My research project at work, CPR, consists of several "networks" of machines that each run full mesh end-to-end measurements between themselves and other machines in their network. Our biggest network is approaching 100 machines but there are several other active networks. Each of these has it's configuration information in a centralized database and is managed by a tool called cpradmin. Initially, there was just one network so the tool was developed with one network in mind but as the project has grown, I hackishly added support for multiple networks by allowing the network name to specify the MySQL database for that particular network. Cpradmin sets up new machines and does things like configuring Smokeping, iptables, etc on them. Cpradmin is also responsible for generating Nagios configuration information for each node: for example, the campus CPR nodes each check the availability of campus services such as IMAP, DNS, DHCP, etc.

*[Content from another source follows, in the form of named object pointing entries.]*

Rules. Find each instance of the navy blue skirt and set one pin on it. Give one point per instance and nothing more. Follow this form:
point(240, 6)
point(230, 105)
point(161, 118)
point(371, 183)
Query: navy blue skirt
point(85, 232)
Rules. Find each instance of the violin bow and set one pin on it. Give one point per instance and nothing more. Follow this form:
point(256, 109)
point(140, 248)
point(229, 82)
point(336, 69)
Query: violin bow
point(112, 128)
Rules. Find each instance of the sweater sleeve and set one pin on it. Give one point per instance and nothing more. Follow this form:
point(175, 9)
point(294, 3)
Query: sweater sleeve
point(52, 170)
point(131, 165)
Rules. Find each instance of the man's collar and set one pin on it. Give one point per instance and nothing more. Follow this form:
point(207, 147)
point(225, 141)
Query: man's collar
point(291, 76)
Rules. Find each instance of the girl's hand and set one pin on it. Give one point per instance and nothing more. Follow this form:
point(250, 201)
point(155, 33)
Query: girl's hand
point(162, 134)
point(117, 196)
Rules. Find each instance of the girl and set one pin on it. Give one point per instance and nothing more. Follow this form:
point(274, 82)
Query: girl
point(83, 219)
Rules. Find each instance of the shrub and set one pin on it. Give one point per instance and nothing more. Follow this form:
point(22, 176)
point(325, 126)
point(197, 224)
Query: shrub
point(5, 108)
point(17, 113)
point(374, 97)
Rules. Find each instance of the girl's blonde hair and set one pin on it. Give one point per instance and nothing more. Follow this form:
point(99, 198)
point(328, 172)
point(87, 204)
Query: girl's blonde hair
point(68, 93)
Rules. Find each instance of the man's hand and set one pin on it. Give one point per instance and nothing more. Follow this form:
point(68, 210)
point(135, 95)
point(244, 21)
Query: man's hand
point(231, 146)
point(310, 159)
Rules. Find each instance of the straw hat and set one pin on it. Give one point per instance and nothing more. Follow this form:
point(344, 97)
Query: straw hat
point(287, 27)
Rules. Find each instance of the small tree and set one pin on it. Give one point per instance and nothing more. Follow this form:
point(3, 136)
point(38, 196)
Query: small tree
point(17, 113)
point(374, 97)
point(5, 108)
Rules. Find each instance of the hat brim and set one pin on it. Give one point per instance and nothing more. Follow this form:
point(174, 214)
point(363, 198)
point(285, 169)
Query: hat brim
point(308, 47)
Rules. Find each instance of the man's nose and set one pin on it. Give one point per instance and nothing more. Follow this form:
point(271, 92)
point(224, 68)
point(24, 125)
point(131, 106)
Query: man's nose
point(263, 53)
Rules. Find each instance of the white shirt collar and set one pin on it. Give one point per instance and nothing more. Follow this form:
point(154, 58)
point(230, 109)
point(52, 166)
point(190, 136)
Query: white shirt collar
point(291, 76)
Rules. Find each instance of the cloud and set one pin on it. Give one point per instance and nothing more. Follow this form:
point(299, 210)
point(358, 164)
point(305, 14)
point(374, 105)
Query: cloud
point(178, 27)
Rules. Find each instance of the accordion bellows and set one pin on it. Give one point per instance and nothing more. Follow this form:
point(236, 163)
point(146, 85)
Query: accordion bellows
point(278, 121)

As the number of nodes has grown, we could no longer depend on our eyes to make sure they were all working and I set up a central installation of Nagios to monitor both reachability to the nodes and to verify that all the monitoring processes were running. This used the existing Nagios configuration generation script that was used for the nodes and worked fine, but due to the different tests being run on each network of machines, this started to get out of hand. Additionally, the central install was just monitoring one network and any hosts on other networks needed to be added individually. Obviously not good because it required human intervention, so I started on a new tool.

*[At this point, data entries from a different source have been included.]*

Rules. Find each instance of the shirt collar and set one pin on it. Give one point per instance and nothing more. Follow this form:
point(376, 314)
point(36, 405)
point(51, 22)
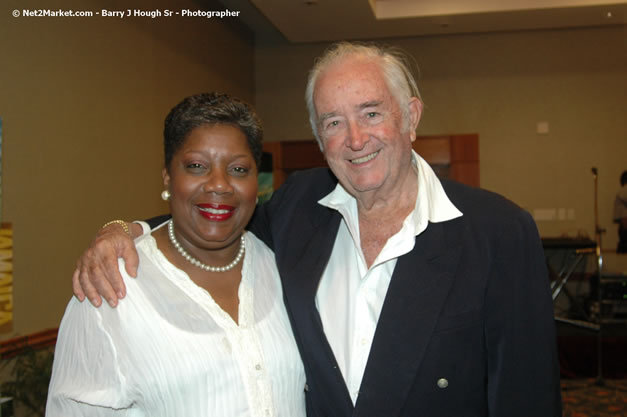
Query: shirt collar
point(432, 203)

It's still not quite finished, but is looking pretty good. Instead of using specific configuration information for each host, the new tool uses the general configuration information about the types of tests running in each network. For example, all campus nodes should have arpwatch running. This new script generates a comprehensive Nagios configuration file based on the types of services running in each network on each host, as well as things like disk space, system load, latency, etc. Whenever a new node is added to a mesh, cpradmin no longer has to add specific files to a list, it just regenerates the configuration file and sends Nagios a signal to reload it's configuration. When this is all finished, we will no longer have to manually intervene with Nagios at all, and it will monitor close to 150 hosts with a total of close to 1000 tests and email us whenever the disk on one of them fills up.

Up next is giving real multi-network support to cpradmin so that it can do software upgrades on multiple networks all at once. (I've already completed multithread support so to upgrade smokeping on all the machines takes the time it takes smokeping to install on one node, once for each network, but cpradmin has to be run once for each network.)